The Constitution says nothing at all about gay marriage. One can imagine this is because such marriages were not even a consideration at the time the document was authored, which might very well be true. But a careful reading of the Constitution will remind any reader that many things go unmentioned; indeed, it says nothing about marriage of any kind. The purpose of the Ninth Amendment was in part to ensure that the exclusion of a particular point from the text of the Constitution should not be taken to imply a prohibition on that issue. Accepting the NRA’s particular interpretation of the Second Amendment might be seen to offer gun owners an official leg-up—but the mention of bearing arms does not implicitly receive greater legal resilience just because it is explicitly stated. The power of the Ninth Amendment should be respected, as should the subsequently enumerated right for the states to make decisions about issues not mentioned in the Constitution.

Theoretically, a rejectionist response to gay marriage could point not to the Constitution, but to the Bible—except that as presently constructed in the United States, this is not a religious issue but a legal one. While religion may have informed the creation of the Constitution of these United States, religion is also explicitly not the framework under which legal decisions are made. The Constitution respects the right of the people to practice their religion, and also distinguishes between religious practice and state-held legal authority. (Never mind that the Bible does not say anything about a range of issues mentioned in the Constitution, including a specific right to own guns, as well as those of copyrighting and patent-holding.)

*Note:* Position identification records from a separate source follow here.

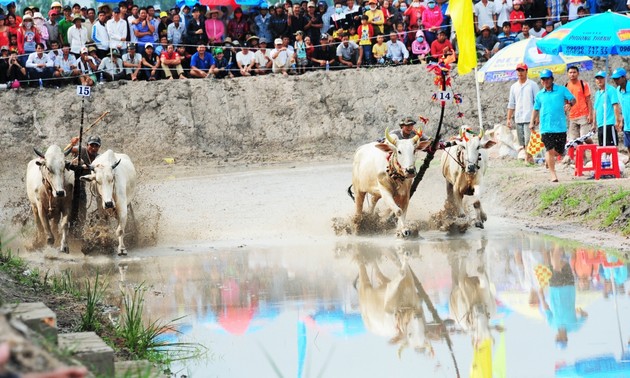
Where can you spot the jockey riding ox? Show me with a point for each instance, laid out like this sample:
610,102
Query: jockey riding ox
386,170
393,308
472,301
49,190
115,178
463,166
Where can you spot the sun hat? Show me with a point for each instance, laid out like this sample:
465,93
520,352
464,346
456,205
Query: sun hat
407,121
618,73
94,139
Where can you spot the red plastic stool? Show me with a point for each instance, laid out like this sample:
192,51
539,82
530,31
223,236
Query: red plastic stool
579,158
614,162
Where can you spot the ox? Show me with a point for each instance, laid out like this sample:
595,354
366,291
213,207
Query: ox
49,189
472,301
115,178
386,170
393,309
463,167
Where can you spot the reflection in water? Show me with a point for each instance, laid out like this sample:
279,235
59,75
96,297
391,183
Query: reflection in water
393,308
331,309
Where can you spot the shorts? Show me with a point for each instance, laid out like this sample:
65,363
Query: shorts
554,141
562,278
523,133
611,136
578,127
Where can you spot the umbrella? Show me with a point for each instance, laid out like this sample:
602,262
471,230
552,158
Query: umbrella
602,34
218,3
501,67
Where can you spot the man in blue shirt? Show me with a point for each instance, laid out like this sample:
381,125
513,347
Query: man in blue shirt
550,106
607,113
200,62
619,77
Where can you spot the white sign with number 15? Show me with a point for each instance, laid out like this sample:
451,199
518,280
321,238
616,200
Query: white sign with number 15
84,90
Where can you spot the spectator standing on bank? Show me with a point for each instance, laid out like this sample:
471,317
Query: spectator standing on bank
550,107
520,107
606,111
620,78
581,114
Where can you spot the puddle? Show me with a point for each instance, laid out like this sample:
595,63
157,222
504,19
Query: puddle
335,307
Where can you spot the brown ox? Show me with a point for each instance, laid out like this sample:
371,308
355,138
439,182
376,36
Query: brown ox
463,167
393,308
472,302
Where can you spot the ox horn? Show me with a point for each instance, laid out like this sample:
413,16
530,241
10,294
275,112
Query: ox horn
116,164
389,137
418,135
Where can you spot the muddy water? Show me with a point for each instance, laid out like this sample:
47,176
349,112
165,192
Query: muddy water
250,262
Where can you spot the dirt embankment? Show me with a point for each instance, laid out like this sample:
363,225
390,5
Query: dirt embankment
232,124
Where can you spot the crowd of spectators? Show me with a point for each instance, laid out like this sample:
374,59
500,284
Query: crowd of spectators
86,45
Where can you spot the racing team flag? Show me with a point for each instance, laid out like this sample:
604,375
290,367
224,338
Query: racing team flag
461,12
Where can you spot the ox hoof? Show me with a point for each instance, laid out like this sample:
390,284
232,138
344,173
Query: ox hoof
404,233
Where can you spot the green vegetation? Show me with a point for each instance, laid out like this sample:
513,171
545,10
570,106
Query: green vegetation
94,293
148,342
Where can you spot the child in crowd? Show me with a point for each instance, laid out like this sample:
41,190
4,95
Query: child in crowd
366,32
517,17
379,50
419,48
352,35
300,51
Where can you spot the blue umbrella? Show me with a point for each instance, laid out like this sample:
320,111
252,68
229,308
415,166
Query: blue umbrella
602,34
502,66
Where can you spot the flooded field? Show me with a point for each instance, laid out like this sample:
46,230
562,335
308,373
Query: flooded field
251,265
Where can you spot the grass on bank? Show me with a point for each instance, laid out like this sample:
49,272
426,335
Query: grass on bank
604,207
131,334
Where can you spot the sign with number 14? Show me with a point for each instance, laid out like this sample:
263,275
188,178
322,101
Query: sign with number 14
84,90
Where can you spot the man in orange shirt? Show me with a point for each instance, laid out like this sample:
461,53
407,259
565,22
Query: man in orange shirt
581,114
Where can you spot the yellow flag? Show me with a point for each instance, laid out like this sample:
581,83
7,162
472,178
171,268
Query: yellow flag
462,16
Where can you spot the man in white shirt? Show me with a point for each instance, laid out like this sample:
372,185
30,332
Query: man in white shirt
521,105
262,58
39,66
396,50
175,31
117,31
485,14
66,65
132,62
245,61
281,58
100,35
112,67
77,36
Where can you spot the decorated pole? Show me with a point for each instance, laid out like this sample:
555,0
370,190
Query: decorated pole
443,96
83,91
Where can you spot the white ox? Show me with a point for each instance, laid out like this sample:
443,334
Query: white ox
472,302
386,170
393,309
463,167
49,189
115,178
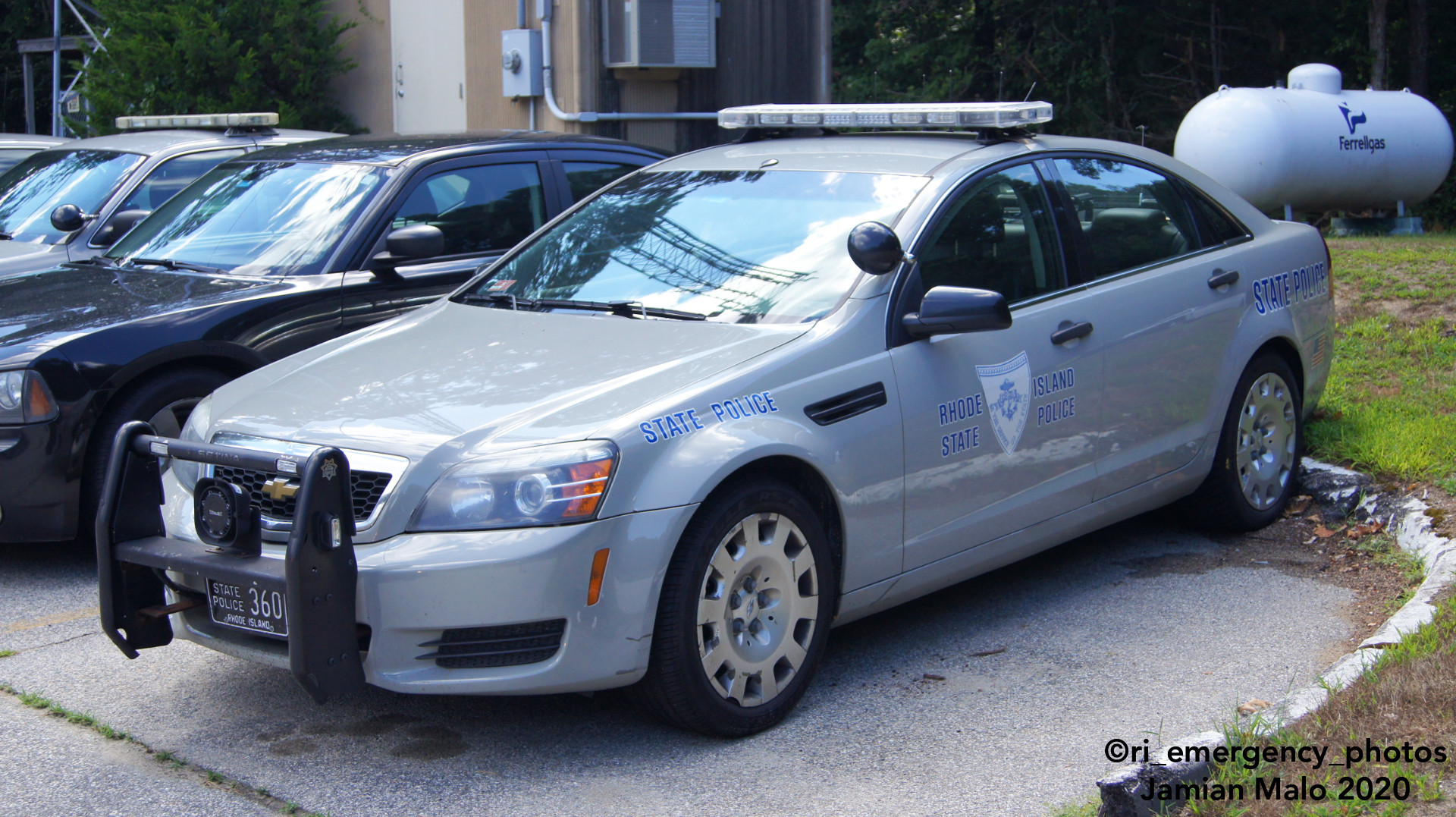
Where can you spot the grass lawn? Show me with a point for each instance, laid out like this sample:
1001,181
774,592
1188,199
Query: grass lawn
1391,402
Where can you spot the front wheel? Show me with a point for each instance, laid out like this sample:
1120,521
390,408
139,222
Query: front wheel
1258,451
745,614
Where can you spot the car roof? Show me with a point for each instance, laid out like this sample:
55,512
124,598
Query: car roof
397,149
152,143
30,140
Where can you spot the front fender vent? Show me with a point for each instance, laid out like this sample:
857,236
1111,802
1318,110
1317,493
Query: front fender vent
506,646
848,405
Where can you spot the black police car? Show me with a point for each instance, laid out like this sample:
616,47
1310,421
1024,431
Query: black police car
259,258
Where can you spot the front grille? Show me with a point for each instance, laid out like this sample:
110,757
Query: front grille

Supporting the fullest and widest interpretation of both Constitutional amendments should unify these seemingly-disparate groups, and remind us that we do not have to like or approve of every decision made by our neighbors or fellow citizens—but we do need to respect them. If supporters of gun rights also argued for the preservation of other fundamental, Constitutional rights, and if (conversely) gay rights advocates supported the right to bear arms as part of a similar interpretation of the Constitution, we might have more than just a new political coalition. We might have a more vibrant Constitutional democracy.

***

Asides of one kind or another:
  • Mark Guarino, correspondent for The Christian Science Monitor, had a thoughtful article from 6 April about how Iowans are reacting to their state Supreme Court’s decision regarding gay marriage.
  • National Public Radio’s Michele Norris had an amazing interview with gun store owner Johnny Dury a few days ago; NPR’s web site has an abbreviated text version of the story posted, but the full audio version (linked from that page) is worth a listen, no matter where you are in the United States or what you believe about this situation.
  • Back in 2004, I wrote a piece about gay marriage (“Union vs. Confederacy?”) arguing that “marriage” should be left to religious institutions, while the state should be responsible for civil unions. This would ease the tension over “gay marriage” by allowing for appropriate discrimination based on religious beliefs, while reinforcing equal protection under the law. In an opinion piece from The New York Times, “A Reconciliation on Gay Marriage,” by David Blankenhorn and Jonathan Rauch, published 22 February 2009, a similar approach is articulated.